The gaps and lack of items to represent the patients with higher participation abilities may explain the person separation index found in this study (1.51). This index is influenced by factors such as the length of the scale, number of categories per item, and the match between the items and the ability of the respondents (i.e., sample-item targeting) [
26]. Although the person separation index found in this study indicates that the items were enough to discriminate the sample in two groups (low and high ability to participate), a higher index value is desirable for more sensitivity and improved identification of different levels of ability among the respondents [
21,
26]. Because the P-Scale was first developed to assess the participation of people with disabilities related to stigma [
10], some items (e.g.,
N8 – Same respect in the community) seem to be more useful for individuals with severe restrictions than for those with low or moderate restrictions. In this sense, it might be useful to expand the scale by adding some items that could better identify participation restrictions among individuals with better functioning.

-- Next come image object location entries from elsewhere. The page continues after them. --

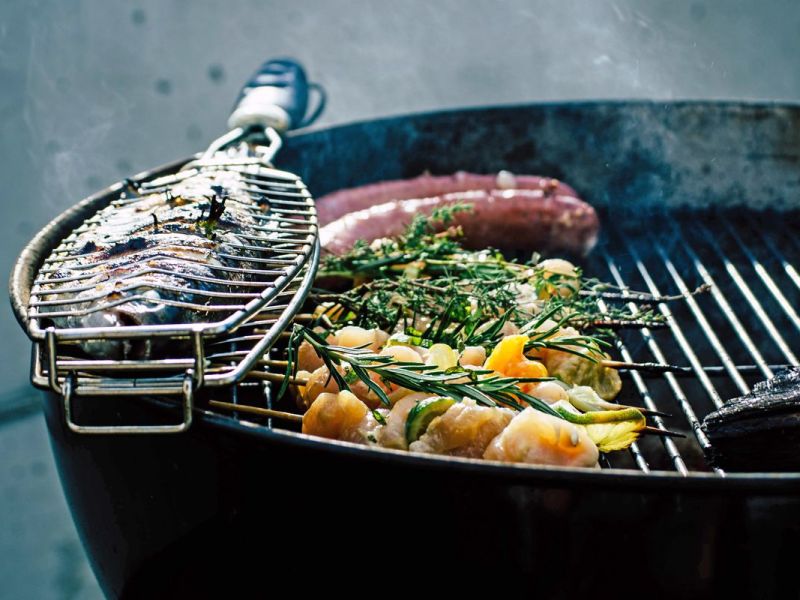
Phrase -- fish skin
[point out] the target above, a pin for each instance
(759, 431)
(129, 241)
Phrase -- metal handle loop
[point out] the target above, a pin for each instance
(187, 390)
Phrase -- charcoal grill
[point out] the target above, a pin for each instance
(690, 194)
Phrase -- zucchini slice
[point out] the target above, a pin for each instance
(423, 413)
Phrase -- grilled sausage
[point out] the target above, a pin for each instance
(506, 219)
(342, 202)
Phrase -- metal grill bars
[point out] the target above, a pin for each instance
(729, 337)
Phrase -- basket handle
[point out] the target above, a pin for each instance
(276, 96)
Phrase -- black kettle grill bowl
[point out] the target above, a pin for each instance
(229, 506)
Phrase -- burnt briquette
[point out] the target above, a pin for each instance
(760, 430)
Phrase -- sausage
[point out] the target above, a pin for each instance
(514, 219)
(337, 204)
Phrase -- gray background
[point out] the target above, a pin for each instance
(92, 91)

In an effort to make the P-Scale more suitable to people with different health conditions and disabilities, the scale authors removed one item from the former version [
10] –
N16 – In home, are the eating utensils you use kept with those used by the rest of the household? – because this item was considered more appropriate for individuals with infectious health conditions, such as Leprosy. It is expected that the new item added in the latest version [
24]:
N10 – Do you have the same opportunities as your peers to start or maintain a long-term relationship with a life partner? will be more relevant for diverse health conditions. However, because only a portion of the patients in the present study sample answered the latest P-Scale version, we were not able to include this new item on the analysis. Thus, it would be valuable if future research include this item as it potentially can contribute to fill some of the gaps found on the continuum.
The analysis of DIF demonstrated that item difficulty varied between men and women in two items (N2 – Work as hard your peers do and N14 – Household work), while two other items (N6 – Take part in casual recreational/social activities and N12 – Move around inside/outside house/village/neighbourhood) showed differences between people with acute symptoms and people with chronic symptoms. These variations may be attributed to different engagements of each group in the situations described by the items due to cultural factors. However, before suggesting any changes on these items, further investigation should be carried out to clarify why the respondents answered differently to those situations and whether DIF has a significant impact on the overall score.